Hurricane-Katrina
NASA Goddard Space Flight Center / Hurricane Katrina shortly after landfall

July 30, 2020; National Education Resource Center

Hurricane season, one predicted to be severe, has begun. In “normal” times. we know the havoc a storm can cause. With a pandemic ravaging our nation, hurricanes add just one more thing to worry about. But that is not to say we cannot learn from these storms: indeed, they have important lessons to teach us about racial inequity and how to avoid repeating past errors.

As communities shift to face storm clouds, in a recent paper published by the National Education Research Center, Kristen Buras of Georgia State University warns that as we prepare we urgently need to learn from our past.

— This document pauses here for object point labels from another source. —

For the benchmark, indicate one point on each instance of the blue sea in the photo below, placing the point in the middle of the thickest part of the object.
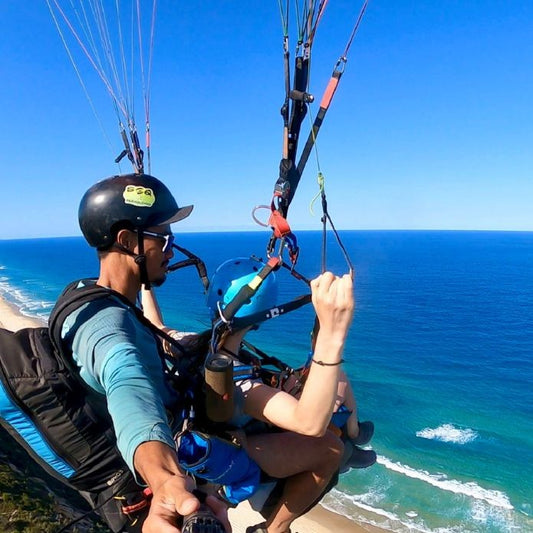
(439, 356)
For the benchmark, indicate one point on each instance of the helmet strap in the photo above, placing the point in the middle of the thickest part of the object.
(140, 259)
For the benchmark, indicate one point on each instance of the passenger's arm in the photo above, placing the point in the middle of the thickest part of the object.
(311, 413)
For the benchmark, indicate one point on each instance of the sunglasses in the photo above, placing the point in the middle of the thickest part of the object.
(167, 237)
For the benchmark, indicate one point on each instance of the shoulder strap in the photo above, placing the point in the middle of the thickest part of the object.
(74, 296)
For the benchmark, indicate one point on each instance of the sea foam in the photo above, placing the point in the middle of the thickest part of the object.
(448, 433)
(441, 481)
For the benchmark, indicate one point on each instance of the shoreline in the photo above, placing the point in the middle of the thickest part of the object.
(318, 520)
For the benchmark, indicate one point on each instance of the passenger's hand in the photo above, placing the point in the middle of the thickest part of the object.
(333, 301)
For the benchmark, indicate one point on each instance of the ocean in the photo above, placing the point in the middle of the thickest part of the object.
(439, 356)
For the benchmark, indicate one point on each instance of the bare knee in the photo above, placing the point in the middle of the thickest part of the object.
(329, 452)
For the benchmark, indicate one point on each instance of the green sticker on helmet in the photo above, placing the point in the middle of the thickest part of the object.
(139, 196)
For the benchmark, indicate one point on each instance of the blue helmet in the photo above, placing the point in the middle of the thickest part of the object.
(228, 279)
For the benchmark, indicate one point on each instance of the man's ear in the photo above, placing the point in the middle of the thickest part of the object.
(127, 239)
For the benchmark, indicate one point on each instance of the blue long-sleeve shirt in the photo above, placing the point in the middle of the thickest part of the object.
(118, 357)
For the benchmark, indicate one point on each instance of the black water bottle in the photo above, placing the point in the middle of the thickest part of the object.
(219, 387)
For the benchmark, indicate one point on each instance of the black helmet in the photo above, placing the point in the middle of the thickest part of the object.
(131, 200)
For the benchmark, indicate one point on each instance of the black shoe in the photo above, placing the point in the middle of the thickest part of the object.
(361, 458)
(258, 528)
(366, 431)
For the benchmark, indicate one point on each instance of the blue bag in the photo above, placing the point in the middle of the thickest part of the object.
(221, 462)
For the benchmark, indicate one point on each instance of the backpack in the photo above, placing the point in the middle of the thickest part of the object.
(61, 422)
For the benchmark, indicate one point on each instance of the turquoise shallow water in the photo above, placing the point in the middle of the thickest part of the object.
(439, 356)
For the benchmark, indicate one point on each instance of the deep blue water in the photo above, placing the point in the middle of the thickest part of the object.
(439, 356)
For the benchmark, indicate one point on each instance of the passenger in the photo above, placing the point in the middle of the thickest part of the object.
(127, 219)
(306, 454)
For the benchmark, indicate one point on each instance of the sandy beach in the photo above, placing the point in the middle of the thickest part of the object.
(318, 520)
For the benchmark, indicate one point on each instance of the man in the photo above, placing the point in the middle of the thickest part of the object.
(306, 455)
(127, 219)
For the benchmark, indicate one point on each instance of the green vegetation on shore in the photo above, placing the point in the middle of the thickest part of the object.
(32, 501)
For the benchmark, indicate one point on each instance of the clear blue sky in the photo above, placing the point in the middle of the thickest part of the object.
(431, 128)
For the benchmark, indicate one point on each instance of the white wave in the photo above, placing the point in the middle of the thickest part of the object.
(26, 305)
(448, 433)
(471, 489)
(344, 504)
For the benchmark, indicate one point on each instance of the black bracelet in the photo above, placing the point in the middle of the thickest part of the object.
(321, 363)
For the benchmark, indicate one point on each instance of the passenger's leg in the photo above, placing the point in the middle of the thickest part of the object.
(307, 463)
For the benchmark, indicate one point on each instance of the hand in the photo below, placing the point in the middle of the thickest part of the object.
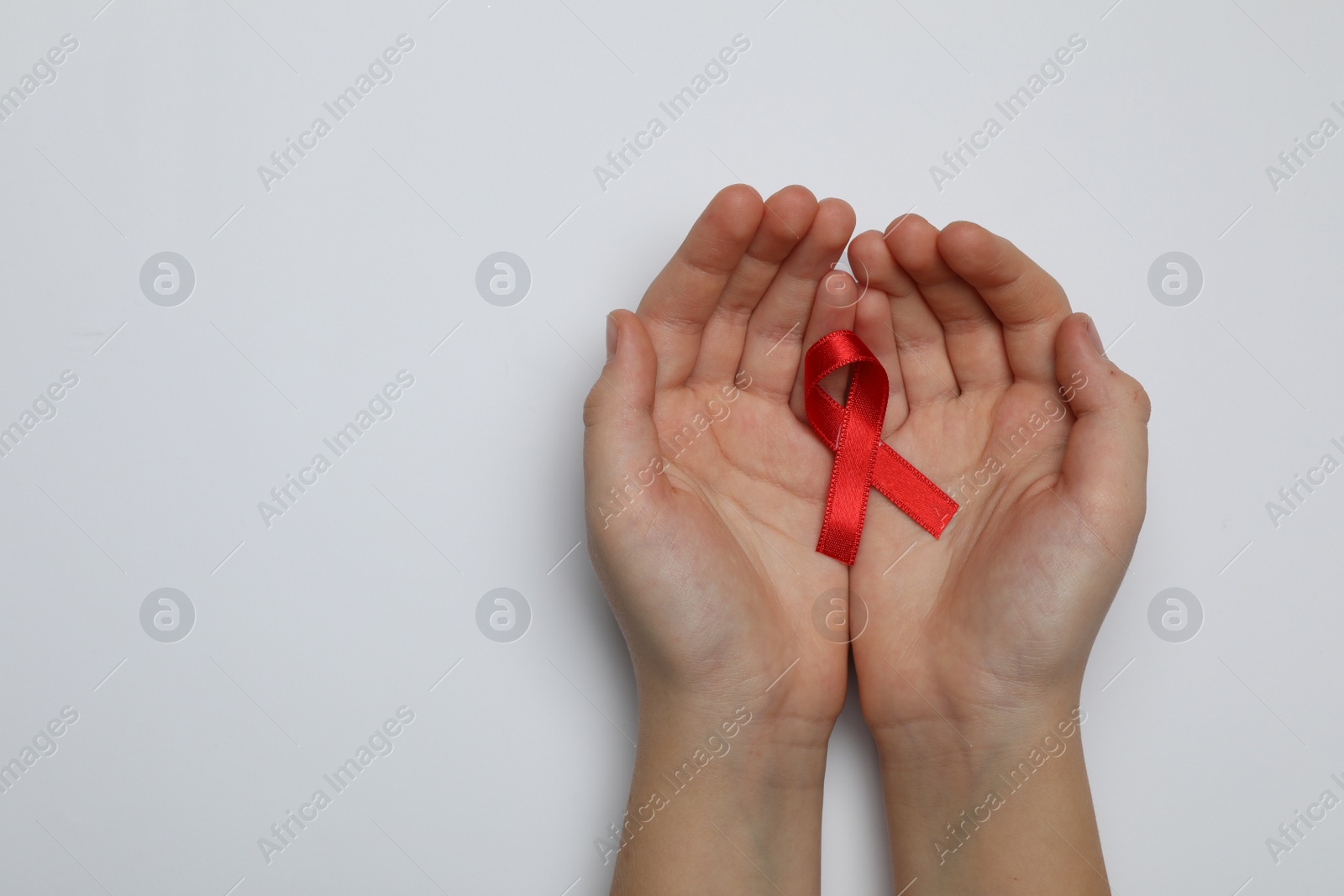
(978, 641)
(705, 495)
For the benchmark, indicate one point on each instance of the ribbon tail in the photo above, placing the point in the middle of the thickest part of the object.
(913, 492)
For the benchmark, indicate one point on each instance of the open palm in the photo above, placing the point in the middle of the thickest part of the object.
(705, 488)
(1001, 398)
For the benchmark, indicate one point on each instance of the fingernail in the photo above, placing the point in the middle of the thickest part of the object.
(1093, 335)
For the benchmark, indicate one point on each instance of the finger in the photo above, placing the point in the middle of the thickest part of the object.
(972, 333)
(1030, 302)
(774, 335)
(683, 296)
(918, 335)
(873, 325)
(1106, 458)
(620, 441)
(833, 308)
(788, 215)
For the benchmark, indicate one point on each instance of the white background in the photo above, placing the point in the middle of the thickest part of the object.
(313, 295)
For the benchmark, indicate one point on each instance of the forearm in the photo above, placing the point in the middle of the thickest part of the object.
(992, 804)
(722, 801)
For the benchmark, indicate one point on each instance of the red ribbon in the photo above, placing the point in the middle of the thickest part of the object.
(864, 461)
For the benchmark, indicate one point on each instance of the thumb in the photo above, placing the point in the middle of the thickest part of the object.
(1106, 458)
(622, 461)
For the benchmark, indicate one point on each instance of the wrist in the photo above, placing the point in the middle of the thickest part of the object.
(994, 801)
(738, 790)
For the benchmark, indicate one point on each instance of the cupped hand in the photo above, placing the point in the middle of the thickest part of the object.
(705, 488)
(1005, 399)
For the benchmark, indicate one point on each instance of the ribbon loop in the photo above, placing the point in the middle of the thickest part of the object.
(864, 461)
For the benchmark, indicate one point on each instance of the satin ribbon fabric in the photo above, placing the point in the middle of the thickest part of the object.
(864, 461)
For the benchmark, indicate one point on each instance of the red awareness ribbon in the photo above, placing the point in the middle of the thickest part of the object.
(864, 461)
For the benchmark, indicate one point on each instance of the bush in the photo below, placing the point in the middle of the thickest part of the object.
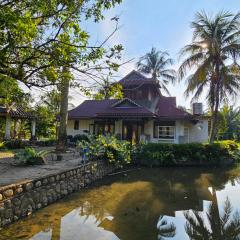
(14, 144)
(29, 156)
(46, 143)
(2, 146)
(109, 149)
(156, 154)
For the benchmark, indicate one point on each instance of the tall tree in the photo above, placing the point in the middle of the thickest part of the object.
(229, 123)
(42, 43)
(156, 63)
(216, 226)
(215, 44)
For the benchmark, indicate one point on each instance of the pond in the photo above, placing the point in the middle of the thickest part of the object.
(145, 204)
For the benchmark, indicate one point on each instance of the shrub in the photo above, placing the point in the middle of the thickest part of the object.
(46, 143)
(14, 144)
(2, 146)
(156, 154)
(29, 156)
(108, 148)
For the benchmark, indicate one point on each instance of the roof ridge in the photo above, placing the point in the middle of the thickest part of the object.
(133, 71)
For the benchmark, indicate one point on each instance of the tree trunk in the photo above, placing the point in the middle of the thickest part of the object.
(214, 123)
(62, 132)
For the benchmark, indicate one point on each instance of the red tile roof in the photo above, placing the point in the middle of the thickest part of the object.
(166, 108)
(106, 108)
(135, 79)
(19, 112)
(161, 107)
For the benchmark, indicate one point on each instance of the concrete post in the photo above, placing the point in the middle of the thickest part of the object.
(8, 127)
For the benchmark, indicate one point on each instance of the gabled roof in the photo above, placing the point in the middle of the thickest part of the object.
(166, 108)
(90, 108)
(130, 102)
(18, 112)
(135, 79)
(108, 108)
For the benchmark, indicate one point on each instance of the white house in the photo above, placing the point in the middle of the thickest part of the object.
(143, 114)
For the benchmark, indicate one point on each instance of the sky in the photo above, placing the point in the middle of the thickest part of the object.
(164, 24)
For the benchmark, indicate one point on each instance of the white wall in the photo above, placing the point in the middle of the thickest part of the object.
(83, 125)
(148, 129)
(197, 132)
(118, 127)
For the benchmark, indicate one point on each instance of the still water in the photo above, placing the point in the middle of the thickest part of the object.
(145, 204)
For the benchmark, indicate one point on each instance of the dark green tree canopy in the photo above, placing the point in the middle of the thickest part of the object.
(156, 63)
(38, 37)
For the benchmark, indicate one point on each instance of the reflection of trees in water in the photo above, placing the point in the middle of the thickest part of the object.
(212, 226)
(215, 226)
(165, 230)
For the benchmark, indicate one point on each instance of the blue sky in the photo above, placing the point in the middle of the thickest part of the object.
(164, 24)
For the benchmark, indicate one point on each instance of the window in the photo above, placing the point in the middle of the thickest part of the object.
(165, 132)
(76, 125)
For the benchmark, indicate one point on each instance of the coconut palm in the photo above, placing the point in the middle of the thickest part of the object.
(229, 123)
(225, 226)
(156, 63)
(215, 44)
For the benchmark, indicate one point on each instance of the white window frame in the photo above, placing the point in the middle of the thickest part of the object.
(166, 137)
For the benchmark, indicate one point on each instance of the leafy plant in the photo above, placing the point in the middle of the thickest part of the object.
(80, 138)
(108, 148)
(29, 156)
(14, 144)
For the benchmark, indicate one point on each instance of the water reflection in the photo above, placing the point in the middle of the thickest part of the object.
(128, 208)
(165, 229)
(213, 226)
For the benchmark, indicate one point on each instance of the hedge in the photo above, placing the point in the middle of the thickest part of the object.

Using Hurricane Katrina as a model, Buras suggests that nearly every natural disaster impacts communities of color the hardest and that recovery efforts leave them further behind. From her study, Buras shows how systemic racism is built into public policies.

We have of course, seen the same in the pandemic’s health and economic impacts. Buras points out that even how we see those numbers reflects our inability to recognize the inherent inequity of our nation.

As Buras observes, “those statistics are portrayed as a radical deviation from the norm.” But the larger question is why we as a nation do not express similar dismay when unemployment rates even higher than those experienced during COVID-19 are regularly experienced by Black communities in New Orleans and other cities.

Buras notes that, “the capacity to tolerate an unemployment rate exceeding 50 percent under “normal” conditions—so long as it only affects African Americans—speaks wholeheartedly to tolerance for racism.”

Buras reminds us too that the fact that Black and Brown neighborhoods were more vulnerable was not a surprise. As she details, “In 2001, journalist Mark Fischetti reported: New Orleans is a disaster waiting to happen…If a big, slow-moving hurricane crossed the Gulf of Mexico on the right track, it would drive a sea surge that would drown New Orleans under 20 feet of water…Scientists at Louisiana State University (LSU) who have modeled hundreds of possible storm tracks on advanced computers predict that more than 100,000 people could die.”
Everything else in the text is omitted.